The majority of media buzz so far is about Tiger’s return to golf after a nine-week absence and whether Rory can complete the career grand slam this week – all he needs is the Masters.
It’s funny, but people think of golf as a solo sport. That’s not really true. Professional golf is definitely a team effort, and the caddie-player partnership is vital to a golfer’s success.
It’s like that in business. Using the golf analogy, clients are the players, and consultants are the caddies–there to advise and support the players. (If you’ve seen one or two of our RSM lighthearted television spots with Davis Love III and his fictitious caddie, you know what a caddie is not supposed to do.)
As you watch the Masters this year, pay close attention to the caddies.
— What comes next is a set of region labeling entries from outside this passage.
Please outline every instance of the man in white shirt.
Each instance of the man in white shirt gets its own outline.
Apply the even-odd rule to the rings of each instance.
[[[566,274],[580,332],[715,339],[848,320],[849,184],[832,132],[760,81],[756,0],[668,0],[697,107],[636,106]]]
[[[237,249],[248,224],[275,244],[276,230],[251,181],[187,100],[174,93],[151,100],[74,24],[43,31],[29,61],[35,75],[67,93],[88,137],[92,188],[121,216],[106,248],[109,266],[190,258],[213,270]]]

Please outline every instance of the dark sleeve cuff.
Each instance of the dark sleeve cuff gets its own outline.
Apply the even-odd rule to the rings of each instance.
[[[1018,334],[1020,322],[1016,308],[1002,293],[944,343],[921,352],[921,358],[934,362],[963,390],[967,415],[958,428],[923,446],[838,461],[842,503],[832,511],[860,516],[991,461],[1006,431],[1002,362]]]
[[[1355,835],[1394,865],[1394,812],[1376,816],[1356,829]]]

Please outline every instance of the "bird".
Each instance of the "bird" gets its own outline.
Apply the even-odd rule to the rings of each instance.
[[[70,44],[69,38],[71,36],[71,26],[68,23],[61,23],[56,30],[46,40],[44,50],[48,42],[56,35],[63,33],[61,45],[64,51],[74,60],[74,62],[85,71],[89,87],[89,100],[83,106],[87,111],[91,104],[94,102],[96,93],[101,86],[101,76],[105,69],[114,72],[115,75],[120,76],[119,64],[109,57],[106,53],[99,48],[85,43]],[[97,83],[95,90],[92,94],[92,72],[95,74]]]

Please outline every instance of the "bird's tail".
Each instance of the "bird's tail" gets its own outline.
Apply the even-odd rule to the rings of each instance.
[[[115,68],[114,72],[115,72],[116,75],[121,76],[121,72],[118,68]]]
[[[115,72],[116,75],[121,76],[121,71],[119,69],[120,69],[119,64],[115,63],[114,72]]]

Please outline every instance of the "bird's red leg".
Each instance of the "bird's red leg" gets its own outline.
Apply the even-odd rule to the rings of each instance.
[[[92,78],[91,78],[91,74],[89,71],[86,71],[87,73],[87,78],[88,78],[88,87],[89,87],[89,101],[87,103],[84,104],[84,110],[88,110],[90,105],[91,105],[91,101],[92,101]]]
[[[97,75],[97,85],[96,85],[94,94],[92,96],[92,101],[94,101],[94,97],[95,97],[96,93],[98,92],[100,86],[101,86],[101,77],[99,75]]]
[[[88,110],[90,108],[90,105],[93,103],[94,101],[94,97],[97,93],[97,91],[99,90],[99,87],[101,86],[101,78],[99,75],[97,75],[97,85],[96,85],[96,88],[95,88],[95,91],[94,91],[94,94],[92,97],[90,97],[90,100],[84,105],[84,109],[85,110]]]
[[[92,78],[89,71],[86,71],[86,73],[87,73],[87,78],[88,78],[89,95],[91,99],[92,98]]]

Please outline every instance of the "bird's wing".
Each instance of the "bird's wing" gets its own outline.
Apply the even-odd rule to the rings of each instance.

These are some of the best of the best in the game today. Most are long-term partners of the golfers. Golf fans will recognize names like Joe LaCava, Tiger’s caddie, who previously carried for Fred Couples and Dustin Johnson, and Phil Mickelson’s long-time caddie Jim “Bones” Mackay. Their contributions go far beyond just carrying heavy golf bags.
Golfers and caddies, like companies and their trusted advisors, need to understand each other. They need solid, effective communication, and the caddie needs to anticipate his or her golfer’s needs. When you put it all together, golf is a game of stewardship, practice, concentration, values.
Winning comes from hours and hours of work, both individually and from caddie and player working effectively together toward the common goal. A good caddie learns his or her player’s strengths, shortcomings, what he or she is trying to achieve, and uses knowledge and experience to help position the player for success.
Yes, pro golf and business are team efforts.
Who’s in your corner, carrying your bag, anticipating your needs and helping you play to your strengths and avoid your weaknesses? Make sure it’s someone who understands you, your company and your goals and objectives. Make sure you’re a good team.